EIT Health is seeking to partner with industry and tech giants in a Europe-wide initiative to secure new talent and prepare the healthcare sector for the future. We are launching the WorkInHealth Foundation to address fears of a labour shortage in the coming decade and meet the growing demand for a digital and data-driven workforce.

The pandemic has accelerated a shift towards AI and more data-driven and digital-based jobs. More than 120,000 new roles could be created in ten years’ time as an estimated 50 per cent of existing work activities in the pharmaceutical and medical-manufacturing industry become automated.[1] Meanwhile in biomanufacturing, organisations are struggling to recruit bioprocess engineers, automation engineers, and manufacturing science and technology staff.[2]

Yet still only one-third of companies in the pharmaceutical and medical manufacturing sector have launched reskilling efforts with an average investment far lower than the likes of Amazon or AT&T, who are spending as much as 27,000 euros per employee.[3]

The WorkInHealth Foundation will create an AI-powered platform to match skilled talent with healthcare industry roles across Europe. We want to raise two million euros from the tech sector and corporate sponsors to fund campaigns to attract new recruits and upskill or reskill existing talent, as Europe shifts towards digitally-focused healthcare.

We are seeking sponsors from within our existing partner network – which includes companies such as Sanofi and Atos – and from corporate backers outside the health sector, including tech giants such as Amazon, Apple, and Microsoft.

Celine Carrera, Director of Education at EIT Health and chairperson of the WorkInHealth Foundation, said, “If Europe is to maintain a vibrant and sustainable healthcare sector that can lead in innovation, we must rise to the challenge of recruiting and educating the best talent.

“It’s clear that there is an urgent need for the industry to attract and retain different forms of talent as well as accelerating, upskilling, and reskilling.

“It’s going to take a collective effort to develop flexible and exciting career paths and find the best talent to fill them, and we are proud to be pioneering a long-term collective solution that can strengthen our approach.”

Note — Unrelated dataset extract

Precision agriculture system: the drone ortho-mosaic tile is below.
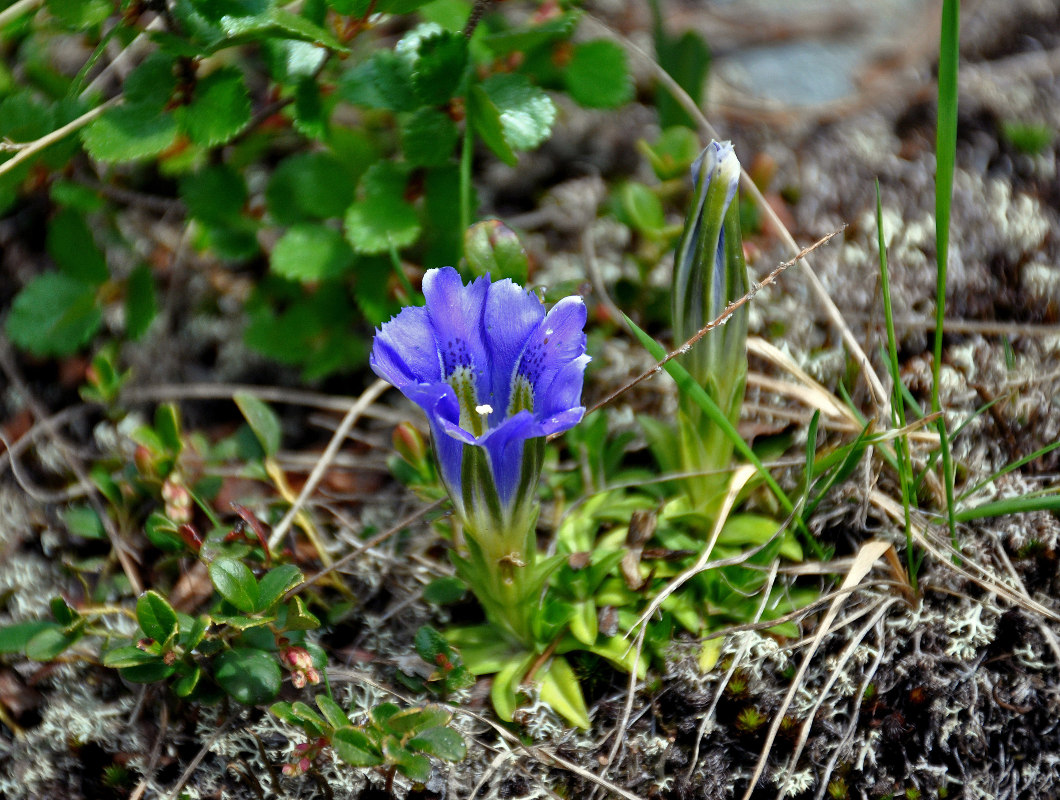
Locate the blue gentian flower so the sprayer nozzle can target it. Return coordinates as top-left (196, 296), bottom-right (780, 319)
top-left (371, 267), bottom-right (589, 529)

Upskilling – especially in digital skills and R&D – has been at the core of many national and EU-backed post-pandemic recovery plans.[4] The French Government anticipates 130,000 new jobs will be created by health tech start-ups and scale-ups by 2030.[5]

The key themes of the WorkInHealth Foundation will be to improve the health sector’s image and reputation, to make careers in the industry more attractive, to help organisations better define their needs, and to deliver upskilling and reskilling education and training programmes to professionals and graduates.

Cedric Volanti, VP General Manager, Viral Vector Services EU at Thermo Fisher Scientific said: “In the field of biomanufacturing, there are a lot of vacancies, we are missing a lot of talent and it’s really a source of disruption for the business.

“It’s a crucial hurdle to overcome. And looking forward we must do all we can to ensure we don’t find ourselves in the same situation over the coming years when it comes to digital and data-driven roles in healthcare. We must act now.”